Depuis l’élection de Duarte, les militants des droits de l’homme et les organisations étudiantes subissent intimidation et harcèlement. Pour les ONG mexicaines, les responsables de cet état de censure et d’intimidation sont connus de tous. Elles dénoncent l’inaction des policiers, enquêteurs et procureurs censés réaliser les investigations. Elles déplorent également que les autorités minimisent la gravité des faits et participent à des campagne destinée à criminaliser les propres journalistes assassinés en les accusant d’avoir des liens avec le narcotrafic.
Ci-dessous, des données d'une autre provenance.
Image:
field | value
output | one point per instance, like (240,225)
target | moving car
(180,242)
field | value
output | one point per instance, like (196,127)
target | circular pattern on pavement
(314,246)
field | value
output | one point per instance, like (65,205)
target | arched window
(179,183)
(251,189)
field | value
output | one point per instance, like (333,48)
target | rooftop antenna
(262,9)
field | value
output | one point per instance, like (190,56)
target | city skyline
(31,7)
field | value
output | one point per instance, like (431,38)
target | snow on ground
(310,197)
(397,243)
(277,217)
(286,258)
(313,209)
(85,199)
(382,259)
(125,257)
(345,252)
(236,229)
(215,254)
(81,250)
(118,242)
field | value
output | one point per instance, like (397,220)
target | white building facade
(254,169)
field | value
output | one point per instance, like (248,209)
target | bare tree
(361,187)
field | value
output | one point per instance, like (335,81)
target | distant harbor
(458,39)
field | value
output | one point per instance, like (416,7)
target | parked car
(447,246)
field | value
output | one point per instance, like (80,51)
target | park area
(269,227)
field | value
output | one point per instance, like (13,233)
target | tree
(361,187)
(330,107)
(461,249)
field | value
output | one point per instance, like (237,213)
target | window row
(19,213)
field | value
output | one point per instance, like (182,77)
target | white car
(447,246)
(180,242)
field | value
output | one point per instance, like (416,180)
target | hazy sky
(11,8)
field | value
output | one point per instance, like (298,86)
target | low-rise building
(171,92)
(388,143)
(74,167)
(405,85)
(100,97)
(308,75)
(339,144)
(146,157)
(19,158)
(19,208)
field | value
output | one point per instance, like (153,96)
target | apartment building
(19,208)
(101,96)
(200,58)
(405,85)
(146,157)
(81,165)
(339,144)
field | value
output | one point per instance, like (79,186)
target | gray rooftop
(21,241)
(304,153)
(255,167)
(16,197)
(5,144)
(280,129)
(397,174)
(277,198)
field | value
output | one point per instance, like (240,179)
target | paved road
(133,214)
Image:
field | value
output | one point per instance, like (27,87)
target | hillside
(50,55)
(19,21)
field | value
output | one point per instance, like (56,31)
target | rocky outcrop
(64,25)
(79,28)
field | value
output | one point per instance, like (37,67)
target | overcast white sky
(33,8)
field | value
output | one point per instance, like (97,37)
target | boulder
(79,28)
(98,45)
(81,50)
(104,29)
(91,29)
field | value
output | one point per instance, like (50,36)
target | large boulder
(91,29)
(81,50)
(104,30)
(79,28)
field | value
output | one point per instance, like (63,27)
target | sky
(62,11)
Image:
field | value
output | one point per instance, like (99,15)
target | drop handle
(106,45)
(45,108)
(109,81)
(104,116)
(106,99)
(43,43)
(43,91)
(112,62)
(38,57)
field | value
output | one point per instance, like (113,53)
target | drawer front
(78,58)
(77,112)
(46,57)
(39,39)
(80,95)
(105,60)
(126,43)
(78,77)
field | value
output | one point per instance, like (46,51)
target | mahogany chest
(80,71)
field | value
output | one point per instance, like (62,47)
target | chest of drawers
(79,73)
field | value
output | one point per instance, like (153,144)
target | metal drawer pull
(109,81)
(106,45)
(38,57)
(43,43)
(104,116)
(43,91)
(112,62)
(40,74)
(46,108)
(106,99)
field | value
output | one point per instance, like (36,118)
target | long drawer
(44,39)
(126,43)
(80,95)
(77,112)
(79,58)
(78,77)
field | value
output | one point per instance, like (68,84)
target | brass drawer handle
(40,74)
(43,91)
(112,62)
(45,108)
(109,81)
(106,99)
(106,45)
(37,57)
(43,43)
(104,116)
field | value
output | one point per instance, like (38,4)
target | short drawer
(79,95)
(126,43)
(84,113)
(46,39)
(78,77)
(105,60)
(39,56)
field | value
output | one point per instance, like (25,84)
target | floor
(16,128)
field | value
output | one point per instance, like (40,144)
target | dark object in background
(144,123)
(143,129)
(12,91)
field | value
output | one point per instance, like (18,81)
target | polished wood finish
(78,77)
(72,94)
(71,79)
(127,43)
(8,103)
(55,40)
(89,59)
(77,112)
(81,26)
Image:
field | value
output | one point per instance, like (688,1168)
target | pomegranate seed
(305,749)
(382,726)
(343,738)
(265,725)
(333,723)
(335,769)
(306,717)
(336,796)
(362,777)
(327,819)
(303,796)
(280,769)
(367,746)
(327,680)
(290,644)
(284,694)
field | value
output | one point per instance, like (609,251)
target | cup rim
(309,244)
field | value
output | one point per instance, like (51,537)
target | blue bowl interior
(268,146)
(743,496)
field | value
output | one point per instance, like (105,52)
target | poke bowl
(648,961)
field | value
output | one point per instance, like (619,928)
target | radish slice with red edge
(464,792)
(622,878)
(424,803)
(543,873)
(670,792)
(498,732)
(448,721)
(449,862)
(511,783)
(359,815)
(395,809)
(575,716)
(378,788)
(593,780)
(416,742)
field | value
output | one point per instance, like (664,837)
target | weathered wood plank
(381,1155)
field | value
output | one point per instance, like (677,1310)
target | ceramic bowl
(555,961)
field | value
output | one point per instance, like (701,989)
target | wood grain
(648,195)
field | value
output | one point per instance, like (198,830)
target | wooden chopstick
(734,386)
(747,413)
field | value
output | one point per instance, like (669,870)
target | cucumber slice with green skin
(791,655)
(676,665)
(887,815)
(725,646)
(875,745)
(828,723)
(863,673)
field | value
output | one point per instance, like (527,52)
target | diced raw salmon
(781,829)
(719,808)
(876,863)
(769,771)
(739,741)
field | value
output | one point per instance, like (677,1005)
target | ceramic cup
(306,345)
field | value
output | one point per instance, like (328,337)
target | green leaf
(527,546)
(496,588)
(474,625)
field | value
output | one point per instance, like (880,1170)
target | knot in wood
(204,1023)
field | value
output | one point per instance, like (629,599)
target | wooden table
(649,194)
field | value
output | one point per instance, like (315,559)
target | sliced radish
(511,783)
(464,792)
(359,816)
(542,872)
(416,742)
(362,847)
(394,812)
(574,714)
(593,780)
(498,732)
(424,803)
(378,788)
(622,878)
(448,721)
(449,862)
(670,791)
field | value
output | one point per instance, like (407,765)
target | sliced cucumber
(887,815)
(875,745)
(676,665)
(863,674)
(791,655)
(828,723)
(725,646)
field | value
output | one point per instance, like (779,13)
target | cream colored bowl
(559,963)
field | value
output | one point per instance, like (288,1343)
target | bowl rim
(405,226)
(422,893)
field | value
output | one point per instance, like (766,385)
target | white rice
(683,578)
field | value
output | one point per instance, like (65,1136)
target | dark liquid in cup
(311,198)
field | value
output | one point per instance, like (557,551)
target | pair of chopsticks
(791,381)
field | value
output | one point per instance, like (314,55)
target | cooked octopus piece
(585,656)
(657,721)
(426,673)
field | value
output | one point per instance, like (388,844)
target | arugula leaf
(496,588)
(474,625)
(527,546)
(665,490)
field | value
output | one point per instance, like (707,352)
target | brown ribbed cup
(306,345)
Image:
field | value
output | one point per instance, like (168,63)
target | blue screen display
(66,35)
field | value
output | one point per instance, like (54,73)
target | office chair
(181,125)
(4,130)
Ce fut le cas pour 15 journalistes tués en 2012.
Selon ces ONG, il y a deux catégories de journalistes au Mexique : ceux proches du pouvoir qui sont très bien traités et les journalistes indépendants qu’on harcèle et qu’on tue. On craint donc que, dans ce pays où la censure est soutenue par le pouvoir, des crimes comme celui commis à l’encontre de Rubén Espinosa et des quatre femmes, qui ont ému le monde entier, puissent se répéter. Pour le pouvoir, il ne s’agit pas d’une conduite fortuite mais d’une stratégie de neutralisation. Si les journalistes savent qu’ils risquent leur vie, ils feront plus attention et s’autocensureront S’ils sont soumis à la terreur, ils y réfléchiront à deux fois avant d’informer sur la violence, la corruption, l’impunité et tous les abus du pouvoir.
Au Mexique, pays démocratique puisque tous les six ans ont lieu des élections libres, la violence contre les journalistes persiste malgré l’alternance du pouvoir. Au cours des deux derniers mandats présidentiels du PAN avec Vicente Fox et Felipe Calderón, 70 journalistes ont été tués. Ils sont devenus “les ennemis de l’État”. Depuis l’arrivée d’Enrique Peña Nieto au pouvoir, la situation va en empirant : on décompte déjà une vingtaine de journalistes assassinés et plusieurs dizaines agressés. Selon un rapport publié en mars 2015, les attaques et menaces à l’encontre de journalistes ont augmenté de 80 % par rapport à la période de Felipe Calderón.
Au début de l’année, le bureau du Procureur Général de la République (PGR) a informé qu’au cours des 15 dernières années 103 journalistes ont été assassinés et 25 sont portés disparus. Il est important de préciser que la plupart de ces crimes ont eu lieu dans les États de Veracruz et Chihuahua. Pour la société civile mexicaine et leurs organisations de défenses des droits, le pays est face à un phénomène grave et elles déplorent l’indifférence des trois pouvoirs de l’État mexicain responsables de garantir l’État de droit. Cette situation laisse envisager d’après eux un avenir noir pour le pays où violence et insécurité sont en train de devenir le pain quotidien. Les nouvelles ne donc sont pas seulement mauvaises pour les journalistes mais pour tous les Mexicains…
À l’heure où nous rédigeons ces lignes, le gouverneur de Veracruz Javier Duarte affronte un nouveau scandale avec la disparition depuis le dimanche 9 août de deux enseignants de l’université Veracruzana (UV). Les professeurs auraient été enlevés par un groupe armé.